Re: [HELP] FUSE writeback performance bottleneck
From: Bernd Schubert
Date: Mon Jun 03 2024 - 10:43:37 EST
On 6/3/24 08:17, Jingbo Xu wrote:
> Hi, Miklos,
>
> We spotted a performance bottleneck for FUSE writeback in which the
> writeback kworker has consumed nearly 100% CPU, among which 40% CPU is
> used for copy_page().
>
> fuse_writepages_fill
> alloc tmp_page
> copy_highpage
>
> This is because of FUSE writeback design (see commit 3be5a52b30aa
> ("fuse: support writable mmap")), which newly allocates a temp page for
> each dirty page to be written back, copy content of dirty page to temp
> page, and then write back the temp page instead. This special design is
> intentional to avoid potential deadlocked due to buggy or even malicious
> fuse user daemon.
I also noticed that and I admin that I don't understand it yet.
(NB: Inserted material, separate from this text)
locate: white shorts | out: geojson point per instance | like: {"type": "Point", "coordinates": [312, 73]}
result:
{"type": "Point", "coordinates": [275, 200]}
The commit says
<quote>
The basic problem is that there can be no guarantee about the time in which
the userspace filesystem will complete a write. It may be buggy or even
malicious, and fail to complete WRITE requests. We don't want unrelated parts
of the system to grind to a halt in such cases.
</quote>
Timing - NFS/cifs/etc have the same issue? Even a local file system has no guarantees
how fast storage is?
Buggy - hmm yeah, then it is splice related only? But I think splice feature was
not introduced yet when fuse got mmap and writeback in 2008?
Without splice the pages are just copied into a userspace buffer? So what can
userspace do wrong with its copy?
Failure - why can't it do what nfs_mapping_set_error() does?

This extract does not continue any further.